La vie que Consuelo menait alors à l'ambassade était fort douce et fort
réglée. Pour ne pas donner lieu à de méchantes suppositions, Corner eut
la délicatesse de ne jamais lui rendre de visites dans son appartement et
de ne jamais l'attirer, même en société du Porpora, dans le sien. Il ne la
rencontrait que chez madame Wilhelmine, où il pouvait lui parler sans la
compromettre, et où elle chantait obligeamment en petit comité. Joseph
aussi fut admis à y faire de la musique. Caffariello y venait souvent,
le comte Hoditz quelquefois, et l'abbé Métastase rarement. Tous trois
déploraient que Consuelo eût échoué, mais aucun d'eux n'avait eu le courage
ou la persévérance de lutter pour elle. Le Porpora s'en indignait et avait
bien de la peine à le cacher. Consuelo s'efforçait de l'adoucir et de lui
faire accepter les hommes avec leurs travers et leurs faiblesses. Elle
l'excitait à travailler, et, grâce à elle, il retrouvait de temps à autre
quelques lueurs d'espoir et d'enthousiasme. Elle l'encourageait seulement
dans le dépit qui l'empêchait de la mener dans le monde pour y faire
entendre sa voix. Heureuse d'être oubliée de ces grands qu'elle avait
aperçus avec effroi et répugnance, elle se livrait à de sérieuses études,
à de douces rêveries, cultivait l'amitié devenue calme et sainte du bon
Haydn, et se disait chaque jour, en soignant son vieux professeur, que la
nature, si elle ne l'avait pas faite pour une vie sans émotion et sans
mouvement, l'avait faite encore moins pour les émotions de la vanité et
l'activité de l'ambition. Elle avait bien rêvé, elle rêvait bien encore
malgré elle, une existence plus animée, des joies de coeur plus vives,
des plaisirs d'intelligence plus expansifs et plus vastes; mais le monde
de l'art qu'elle s'était créé si pur, si sympathique et si noble, ne se
manifestant à ses regards que sous des dehors affreux, elle préférait une
vie obscure et retirée, des affections douces, et une solitude laborieuse.

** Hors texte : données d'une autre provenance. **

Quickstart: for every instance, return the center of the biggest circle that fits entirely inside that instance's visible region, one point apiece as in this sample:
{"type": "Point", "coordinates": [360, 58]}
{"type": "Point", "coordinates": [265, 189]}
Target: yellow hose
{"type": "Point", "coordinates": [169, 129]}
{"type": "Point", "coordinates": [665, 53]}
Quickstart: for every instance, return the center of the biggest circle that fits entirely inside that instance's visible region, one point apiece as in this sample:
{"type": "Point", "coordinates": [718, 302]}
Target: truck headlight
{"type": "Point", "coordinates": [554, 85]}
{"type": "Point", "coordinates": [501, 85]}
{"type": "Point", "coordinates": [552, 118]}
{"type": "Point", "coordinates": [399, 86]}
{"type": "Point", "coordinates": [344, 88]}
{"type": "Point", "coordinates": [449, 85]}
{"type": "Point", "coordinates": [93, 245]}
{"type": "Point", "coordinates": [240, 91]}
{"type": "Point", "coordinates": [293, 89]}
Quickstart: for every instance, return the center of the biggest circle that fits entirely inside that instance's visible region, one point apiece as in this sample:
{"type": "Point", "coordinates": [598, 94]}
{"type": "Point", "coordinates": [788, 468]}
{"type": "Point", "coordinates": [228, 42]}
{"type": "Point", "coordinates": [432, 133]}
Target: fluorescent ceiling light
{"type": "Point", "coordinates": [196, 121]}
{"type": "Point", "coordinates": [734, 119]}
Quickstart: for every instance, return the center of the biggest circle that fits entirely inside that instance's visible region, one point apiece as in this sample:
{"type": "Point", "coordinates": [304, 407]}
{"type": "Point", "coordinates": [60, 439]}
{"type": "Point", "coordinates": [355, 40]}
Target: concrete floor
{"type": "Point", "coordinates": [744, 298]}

Consuelo n'avait point de nouvelles réflexions à faire sur l'offre des
Rudolstadt. Elle ne pouvait concevoir aucun doute sur leur générosité, sur
la sainteté inaltérable de l'amour du fils, sur la tendresse indulgente du
père. Ce n'était plus sa raison et sa conscience qu'elle devait interroger.
L'une et l'autre parlaient pour Albert. Elle avait triomphé cette fois sans
effort du souvenir d'Anzoleto. Une victoire sur l'amour donne de la force
pour toutes les autres. Elle ne craignait donc plus la séduction, elle se
sentait désormais à l'abri de toute fascination... Et, avec tout cela,
la passion ne parlait pas énergiquement pour Albert dans son âme.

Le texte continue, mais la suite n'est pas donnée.